In the first part of this blog, Using Solver in Excel, Part 1, we started looking at what we can do with the Solver add-in to the Excel spreadsheet program. We looked at using Solver for the design of a 555 timer circuit. We will finish that problem, briefly consider a Solver shortcoming, and then look at one more problem that is a bit of a riddle.
You will notice that when the solver has completed its run, if you select one or more of the options in the Reports window, the associated number of tabs are added to the workbook. There is the option of a summary of the results, information of the sensitivity of the results to variable change, and the limits of the values that have been used.
One of the limitations of this approach is that it finds only one solution and not necessarily the optimal solution. Even if you use the scenarios feature in conjunction with the solver, you have to find some constraint to adjust to arrive at what you consider optimal. But there are also benefits with the Solver function and it is that the settings are preserved so that you don't have to set them up every time you want to make a small modification. You can, of course, create a VBA program to optimise the whole process.
The holy grail of using Excel to solve electronics problems is to use it to find the nearest E91 resistor values. The most common approach is a lookup table. In finding a value for a resistor or capacitor, we are limited to discrete values; but Solver takes the approach that the input values are continuous. It would be nice if you could set up one of the input values as an integer and then use this as an index to return a value from a lookup table.
One of the shortcomings of Solver, and I believe it is a major one, is that it does not allow the inputs to be limited to integers and so you cannot achieve this level of versatility. The funny thing is that when I first investigated this I was working with Quattro Pro (is it still around?) and its Solver function could do this. Both Excel and Quattro Pro use the same engine from Frontline Solvers, but obviously with different capabilities.
Way back in July 2013, Max (“the Magnificent”) Maxfield posed a problem on All Programmable Planet that is deceptively complex. Since APP is no more and there is no blog repository I have reproduced the problem here with Max's kind permission.
What we have here is an alleyway bordered by two brick two walls that are “x” feet apart. Starting from the lower left-hand corner of the alleyway, we have a ladder that's 24 feet long and whose upper end is leaning against the right-hand wall. Meanwhile, starting from the lower right-hand corner of the alleyway, we find another ladder that's 36-feet long and whose upper end is resting against the left-hand wall.
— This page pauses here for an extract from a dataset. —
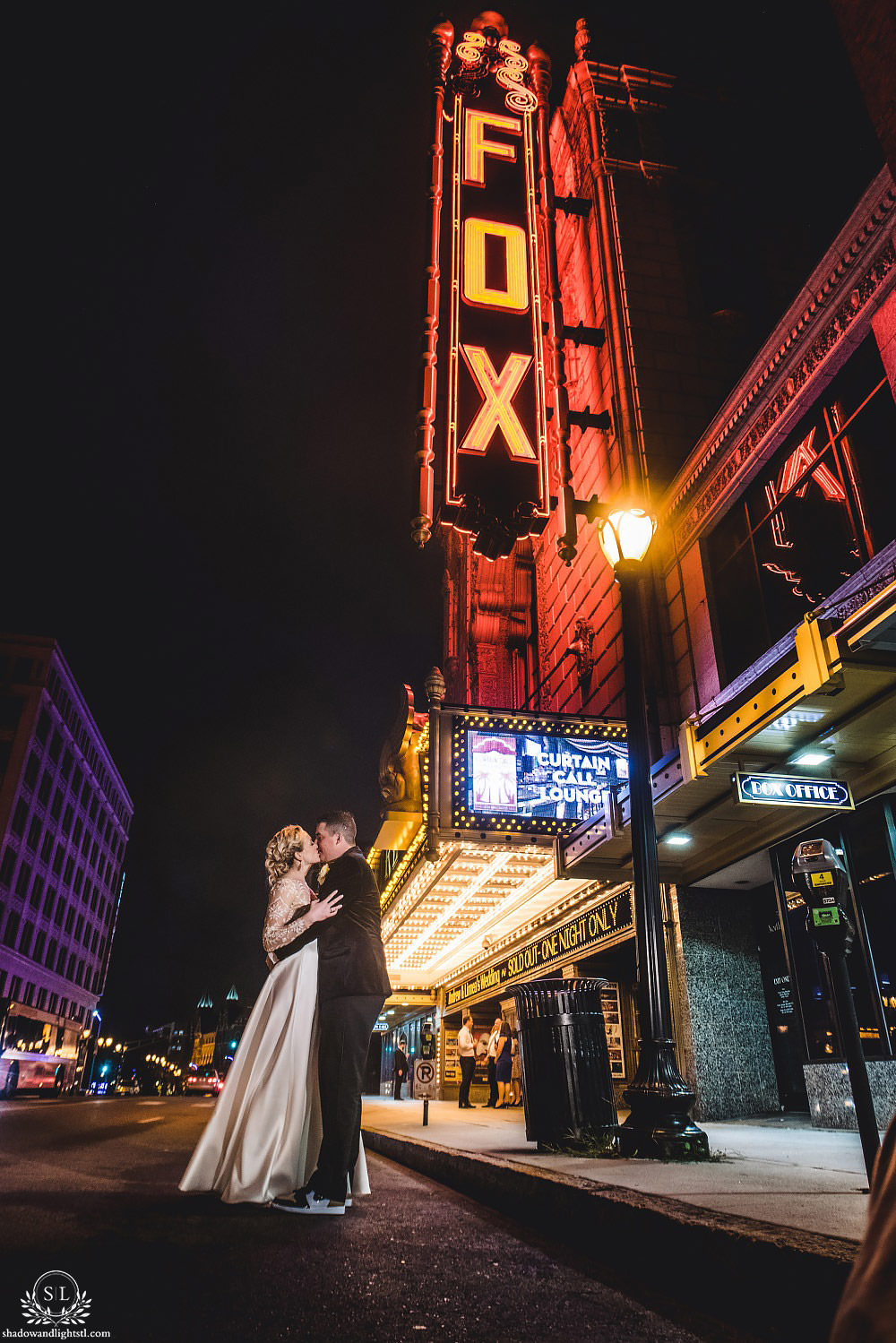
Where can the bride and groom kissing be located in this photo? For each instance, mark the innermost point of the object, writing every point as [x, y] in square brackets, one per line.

As seen from a position looking down the alleyway, the perpendicular height from the floor to where the ladders appear to cross is 10 feet. The problem is to come up with a simple mathematical formula to determine the value of “x” — that is, the width of the alley.
The discussion is now lost, but it results in two simultaneous equations that are intricately linked through square roots. Common consensus in the responses was that it is rather time consuming to solve with traditional methods. Using the brute force approach of Solver (changing values until something works) it became so easy that the solution is elegant in its brevity. See if you can get it to work. I will provide my solution if anyone wants it in about a week.
Have you used Solver in any way? Did it provide the answers you'd hoped for?